Building the kind of community that can provide that support takes real effort—hard to squeeze in, as Kaplan notes, between striving for the corner office, a couple of hours each week at the gym, and the pressures parents feel to raise their kids the “right” way. Any community restoration effort that requires superhuman levels of effort to maintain will not be sustainable. For the most part, Kaplan offers steps that community leaders could rely on to build habits of belonging and participation that might increase the odds of a functioning local community.
Kaplan is frank in acknowledging the social benefits of religious belonging and intact, two-parent households. “No government or philanthropic program can replace the benefits that the day-in, day-out love of parents and the continuous support of the community provide,” he explains. “Social services may address material needs, . . . but they are rarely equipped to provide the care, nurturing, and targeted discipline that a supportive family and community deliver.”
If I had one complaint about the book, it’s that it didn’t necessarily surprise me: all of the usual favorite examples of thinning social capital, and organizations fighting to restore it, are there—from Baltimore’s Thread to Communio’s work in seeking to lower the divorce rate in Jacksonville.
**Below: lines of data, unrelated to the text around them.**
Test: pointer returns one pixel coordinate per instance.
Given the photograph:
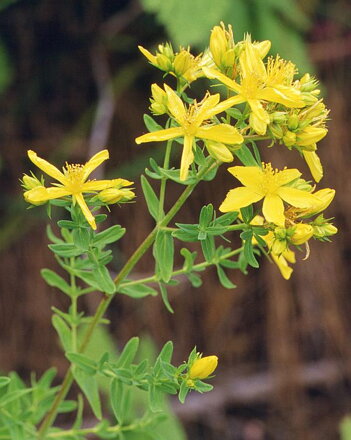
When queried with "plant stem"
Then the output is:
(104, 303)
(164, 180)
(196, 268)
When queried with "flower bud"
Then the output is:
(115, 195)
(278, 117)
(302, 233)
(293, 122)
(30, 182)
(276, 130)
(219, 151)
(311, 135)
(203, 367)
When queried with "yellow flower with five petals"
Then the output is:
(73, 181)
(270, 185)
(193, 125)
(258, 85)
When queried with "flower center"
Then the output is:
(75, 176)
(280, 71)
(270, 181)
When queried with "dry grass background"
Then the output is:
(284, 347)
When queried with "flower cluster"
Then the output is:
(74, 183)
(274, 105)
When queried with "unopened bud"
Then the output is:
(289, 138)
(302, 233)
(203, 367)
(293, 122)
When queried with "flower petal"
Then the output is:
(287, 176)
(215, 74)
(84, 207)
(251, 61)
(228, 103)
(94, 162)
(285, 95)
(99, 185)
(47, 167)
(160, 135)
(273, 209)
(239, 198)
(207, 108)
(220, 133)
(187, 157)
(251, 177)
(175, 105)
(297, 197)
(219, 151)
(314, 164)
(42, 194)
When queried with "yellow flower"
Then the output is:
(258, 85)
(192, 124)
(203, 367)
(270, 185)
(72, 182)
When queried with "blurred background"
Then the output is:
(72, 81)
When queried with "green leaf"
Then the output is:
(166, 352)
(156, 398)
(184, 389)
(246, 157)
(109, 235)
(164, 255)
(151, 199)
(224, 280)
(208, 248)
(206, 216)
(248, 252)
(55, 280)
(151, 124)
(120, 400)
(189, 259)
(128, 353)
(103, 279)
(63, 331)
(137, 291)
(65, 250)
(82, 361)
(4, 380)
(164, 295)
(88, 385)
(194, 279)
(81, 238)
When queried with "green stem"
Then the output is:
(104, 303)
(196, 268)
(73, 307)
(164, 180)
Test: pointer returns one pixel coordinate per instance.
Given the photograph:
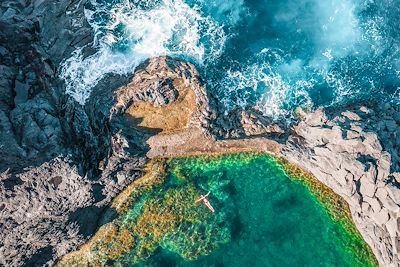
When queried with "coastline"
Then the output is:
(64, 163)
(335, 206)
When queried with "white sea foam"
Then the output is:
(275, 94)
(128, 33)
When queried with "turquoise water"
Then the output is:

Because these problems are so big, and the prospects of changing their trajectory so challenging, a compendium of innovative approaches is certainly useful, even if it’s not groundbreaking. And aspiring local leaders, from pastors in the Sun Belt to community activists in Chicago, will be able to find something to apply to their work.
Indeed, perhaps wanting to be surprised with something new on these weighty questions of belonging, purpose, and meaning is asking too much. Conservatives and well-meaning centrists alike have been trying to address these challenges since Berger and Neuhaus, through Putnam, and now to Kaplan’s latest, practical addition to the literature.
Kaplan pithily notes that today’s America treats “Thou shall not burden others” as a kind of unspoken commandment. Part of restoring a norm of community involvement will entail a willingness not just to offer, but also to receive, aid of various kinds—as Leah Libresco Sargeant has beautifully explored in her Substack, Other Feminisms. Breaking down our affected individualism may be a bigger challenge than any political movement is willing to take on; but starting with recognizing our need for mutual support, be it material, social, or emotional, may be a starting point.
The neighborhood parish serving a community of white ethnics isn’t coming back; neither are the Kiwanis or the Elks. But the ideas and steps Kaplan summarizes in Fragile Neighborhoods may be our current best guess at how to construct their spiritual successors. And his ideas are worth testing.